Il n'existe pas de chiffres officiels sur cette pratique mais le professeur Patrick Chariot, chef de service de médecine légale à l'hôpital Jean-Verdier de Bondy, estime par exemple que ses équipes mènent une centaine de ces examens par an. 

ARCHIVES - Des avocats alertent sur la situation des migrants mineurs à ParisSource : JT 20h WE

Sont-ils fiables ?

A en croire les spécialistes, pas vraiment. Pour beaucoup, ces test sont jugés obsolètes car basé sur des radios datant des années 30-40. Celle-ci "permet d'apprécier avec une bonne approximation l'âge (...) en dessous de 16 ans" mais "ne permet pas de distinction nette entre 16 et 18 ans", estimait l'Académie nationale de médecine en 2007. 

Apparaît donc la marge d'erreur qui peut être vaste. L'intervalle d'interprétation varie entre "4 ans minimum et 6 ans maximum" selon une étude citée par la Société européenne de radiologie pédiatrique, qui a affirmé en août 2018 "ne pouvoir recommander l'usage" de cette méthode. Pour le professeur Patrick Chariot, "aucun examen ne peut certifier qu'un adolescent n'a pas l'âge qu'il déclare". 
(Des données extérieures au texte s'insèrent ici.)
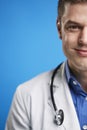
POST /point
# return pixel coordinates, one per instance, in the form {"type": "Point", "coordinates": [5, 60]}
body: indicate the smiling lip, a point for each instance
{"type": "Point", "coordinates": [82, 52]}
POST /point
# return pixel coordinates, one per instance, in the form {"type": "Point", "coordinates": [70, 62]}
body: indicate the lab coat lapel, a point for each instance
{"type": "Point", "coordinates": [64, 101]}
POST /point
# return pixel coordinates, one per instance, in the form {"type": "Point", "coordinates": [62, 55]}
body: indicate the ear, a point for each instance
{"type": "Point", "coordinates": [58, 24]}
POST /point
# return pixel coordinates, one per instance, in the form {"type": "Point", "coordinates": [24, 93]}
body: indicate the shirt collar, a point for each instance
{"type": "Point", "coordinates": [74, 84]}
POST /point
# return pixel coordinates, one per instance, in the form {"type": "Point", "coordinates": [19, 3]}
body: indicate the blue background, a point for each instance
{"type": "Point", "coordinates": [29, 45]}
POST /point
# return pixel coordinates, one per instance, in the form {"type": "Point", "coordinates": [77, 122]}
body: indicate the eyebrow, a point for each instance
{"type": "Point", "coordinates": [73, 22]}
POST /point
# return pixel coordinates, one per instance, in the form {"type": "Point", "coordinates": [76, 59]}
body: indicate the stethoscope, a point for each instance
{"type": "Point", "coordinates": [59, 114]}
Mais au-delà de la fiabilité, se pose également la question du caractère invasif de cette méthode d'étude radiologique. De fait, exposer des enfants à des rayons irradiants, plus ou moins importants selon la zone radiographiée, peut avoir des conséquences sur leur santé. 

Comment sont interprétés les résultats ?

Avec une telle marge d'erreur sur cette tranche d'âge, les conséquences légales peuvent être désastreuses pour le mineur présumé. En effet, malgré son manque de fiabilité démontré par la communauté scientifique, les juges rendent souvent leur décision en se basant sur ces résultats, considérés comme des expertises judiciaires. Me Zribi estime auprès de LCI que la prise en considération de ces tests "non fiables" revient à faire "abstraction de la présomption de minorité". "C'est une règle, en cas de doute, la personne est présumée mineure. Or comme ils sont considérés comme des expertises, pour le juge, cela élimine tout doute. Et c'est un problème", fait valoir l'avocate d'Adama S.

Existe-t-il des alternatives ?

Plusieurs organisations militent pour les remplacer totalement par d'autres techniques d'enquête, psychologiques, sociales et éducatives, comme cela peut se faire en Angleterre, où l'on utilise une méthode dite "holistique", réputée plus fiable. 

Le comité d'éthique du CHU de Brest a recommandé l'an dernier l'abandon de ces tests irradiants, en pointant un "problème d'éthique médical sérieux", notamment au vu des "conséquences possibles" du diagnostic pour le jeune évalué si cela se traduit par "un arrêt de la prise en charge" par les services sociaux et "à une mise à la rue".